Triclustering Algorithms for Three-Dimensional Data Analysis

Three-dimensional data are increasingly prevalent across biomedical and social domains. Notable examples are gene-sample-time, individual-feature-time, or node-node-time data, generally referred to as observation-attribute-context data. The unsupervised analysis of three-dimensional data can be pursued to discover putative biological modules, disease progression profiles, and communities of individuals with coherent behavior, among other patterns of interest. It is thus key to enhance the understanding of complex biological, individual, and societal systems. In this context, although clustering can be applied to group observations, its relevance is limited since observations in three-dimensional data domains are typically only meaningfully correlated on subspaces of the overall space. Biclustering tackles this challenge but disregards the third dimension. In this scenario, triclustering—the discovery of coherent subspaces within three-dimensional data—has been largely researched to tackle these problems. Despite the diversity of contributions in this field, there still lacks a structured view on the major requirements of triclustering, desirable forms of homogeneity (including coherency, structure, quality, locality, and orthonormality criteria), and algorithmic approaches.
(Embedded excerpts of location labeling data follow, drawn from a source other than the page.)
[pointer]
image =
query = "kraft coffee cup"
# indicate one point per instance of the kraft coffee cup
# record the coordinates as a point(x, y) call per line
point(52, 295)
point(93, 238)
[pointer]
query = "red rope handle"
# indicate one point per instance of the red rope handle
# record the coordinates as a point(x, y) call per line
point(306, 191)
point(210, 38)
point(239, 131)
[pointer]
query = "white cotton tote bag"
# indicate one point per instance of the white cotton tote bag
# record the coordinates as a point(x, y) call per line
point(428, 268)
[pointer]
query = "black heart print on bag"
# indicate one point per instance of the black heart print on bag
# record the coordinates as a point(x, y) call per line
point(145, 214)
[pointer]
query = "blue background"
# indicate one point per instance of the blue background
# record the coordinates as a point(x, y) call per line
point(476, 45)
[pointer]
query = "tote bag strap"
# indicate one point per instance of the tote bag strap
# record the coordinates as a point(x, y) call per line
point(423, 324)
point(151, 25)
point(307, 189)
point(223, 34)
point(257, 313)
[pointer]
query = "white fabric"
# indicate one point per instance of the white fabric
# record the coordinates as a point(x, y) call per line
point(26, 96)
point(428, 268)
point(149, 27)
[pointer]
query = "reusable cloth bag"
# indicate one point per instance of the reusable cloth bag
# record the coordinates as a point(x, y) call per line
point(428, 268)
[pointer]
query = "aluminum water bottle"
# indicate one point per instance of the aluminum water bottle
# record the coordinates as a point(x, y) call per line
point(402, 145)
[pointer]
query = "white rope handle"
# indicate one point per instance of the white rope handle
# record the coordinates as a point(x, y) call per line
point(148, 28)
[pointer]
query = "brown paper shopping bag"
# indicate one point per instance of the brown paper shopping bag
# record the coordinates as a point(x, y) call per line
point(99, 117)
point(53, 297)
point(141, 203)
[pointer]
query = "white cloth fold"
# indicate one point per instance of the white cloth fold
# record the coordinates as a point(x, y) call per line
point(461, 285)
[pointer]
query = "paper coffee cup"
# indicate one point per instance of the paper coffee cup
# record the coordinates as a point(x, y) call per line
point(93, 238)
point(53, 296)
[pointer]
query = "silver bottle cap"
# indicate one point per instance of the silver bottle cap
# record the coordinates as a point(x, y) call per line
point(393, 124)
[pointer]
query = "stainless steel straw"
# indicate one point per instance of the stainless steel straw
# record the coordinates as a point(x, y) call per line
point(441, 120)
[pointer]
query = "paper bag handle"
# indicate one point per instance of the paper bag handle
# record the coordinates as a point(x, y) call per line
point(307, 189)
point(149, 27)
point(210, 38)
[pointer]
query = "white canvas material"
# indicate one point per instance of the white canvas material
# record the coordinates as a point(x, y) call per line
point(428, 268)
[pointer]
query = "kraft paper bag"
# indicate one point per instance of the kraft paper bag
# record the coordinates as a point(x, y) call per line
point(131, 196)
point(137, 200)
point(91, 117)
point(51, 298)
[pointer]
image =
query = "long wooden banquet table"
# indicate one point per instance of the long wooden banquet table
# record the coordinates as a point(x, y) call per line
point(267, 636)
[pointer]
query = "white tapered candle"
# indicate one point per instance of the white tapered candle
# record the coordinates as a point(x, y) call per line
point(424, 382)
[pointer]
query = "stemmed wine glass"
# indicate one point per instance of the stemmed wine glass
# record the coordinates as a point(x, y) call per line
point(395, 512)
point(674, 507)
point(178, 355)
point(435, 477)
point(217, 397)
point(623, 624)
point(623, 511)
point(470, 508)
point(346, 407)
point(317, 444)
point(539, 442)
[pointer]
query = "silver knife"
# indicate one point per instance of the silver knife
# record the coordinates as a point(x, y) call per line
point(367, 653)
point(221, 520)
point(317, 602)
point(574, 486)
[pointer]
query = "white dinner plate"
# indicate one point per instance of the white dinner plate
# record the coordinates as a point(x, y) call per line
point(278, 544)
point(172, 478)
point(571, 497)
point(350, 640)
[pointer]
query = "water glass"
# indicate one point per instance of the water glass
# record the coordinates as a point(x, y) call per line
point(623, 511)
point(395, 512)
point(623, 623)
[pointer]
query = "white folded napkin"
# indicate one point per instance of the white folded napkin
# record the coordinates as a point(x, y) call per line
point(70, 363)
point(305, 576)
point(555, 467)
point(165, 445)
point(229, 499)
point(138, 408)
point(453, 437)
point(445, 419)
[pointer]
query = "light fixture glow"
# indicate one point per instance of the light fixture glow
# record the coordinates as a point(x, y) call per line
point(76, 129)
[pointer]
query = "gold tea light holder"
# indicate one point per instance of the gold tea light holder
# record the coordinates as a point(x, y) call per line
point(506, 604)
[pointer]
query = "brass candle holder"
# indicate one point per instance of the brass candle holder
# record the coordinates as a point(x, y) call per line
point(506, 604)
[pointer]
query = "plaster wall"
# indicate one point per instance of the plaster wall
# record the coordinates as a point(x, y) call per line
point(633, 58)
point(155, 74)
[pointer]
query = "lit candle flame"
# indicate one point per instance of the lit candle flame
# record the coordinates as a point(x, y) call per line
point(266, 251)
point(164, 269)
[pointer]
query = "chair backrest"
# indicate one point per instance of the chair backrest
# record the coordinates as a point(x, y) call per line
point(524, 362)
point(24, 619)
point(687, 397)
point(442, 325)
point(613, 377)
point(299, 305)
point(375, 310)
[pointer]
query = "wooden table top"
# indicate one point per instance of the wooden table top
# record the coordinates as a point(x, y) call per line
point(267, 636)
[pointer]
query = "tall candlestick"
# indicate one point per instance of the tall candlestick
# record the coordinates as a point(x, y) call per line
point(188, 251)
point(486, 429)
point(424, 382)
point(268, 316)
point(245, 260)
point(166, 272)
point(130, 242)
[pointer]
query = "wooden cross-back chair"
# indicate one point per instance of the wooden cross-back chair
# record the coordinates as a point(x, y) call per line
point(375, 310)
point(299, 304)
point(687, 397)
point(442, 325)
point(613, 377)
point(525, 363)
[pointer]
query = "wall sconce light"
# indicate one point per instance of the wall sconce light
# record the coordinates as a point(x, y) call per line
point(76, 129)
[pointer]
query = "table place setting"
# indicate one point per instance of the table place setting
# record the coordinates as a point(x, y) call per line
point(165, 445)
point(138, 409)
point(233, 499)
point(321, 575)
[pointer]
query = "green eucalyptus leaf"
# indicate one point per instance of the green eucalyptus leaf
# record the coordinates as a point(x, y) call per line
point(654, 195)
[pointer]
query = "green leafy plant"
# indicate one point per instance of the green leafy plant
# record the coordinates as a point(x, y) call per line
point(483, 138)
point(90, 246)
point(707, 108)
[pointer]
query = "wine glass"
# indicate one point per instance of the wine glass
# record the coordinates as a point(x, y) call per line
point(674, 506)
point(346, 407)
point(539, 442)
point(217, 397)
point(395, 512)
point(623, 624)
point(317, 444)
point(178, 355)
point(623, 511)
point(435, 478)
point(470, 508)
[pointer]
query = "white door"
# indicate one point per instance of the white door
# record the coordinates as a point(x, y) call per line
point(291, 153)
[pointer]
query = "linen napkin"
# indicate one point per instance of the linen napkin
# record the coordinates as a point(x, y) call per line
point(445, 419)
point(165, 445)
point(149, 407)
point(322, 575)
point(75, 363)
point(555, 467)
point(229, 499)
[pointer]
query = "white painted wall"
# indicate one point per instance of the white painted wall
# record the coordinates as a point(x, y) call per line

This work formalizes the triclustering task and its scope, introduces a taxonomy to categorize the contributions in the field, provides a comprehensive comparison of state-of-the-art triclustering algorithms according to their behavior and output, and lists relevant real-world applications. Finally, it highlights challenges and opportunities to advance the field of triclustering and its applicability to complex three-dimensional data analysis.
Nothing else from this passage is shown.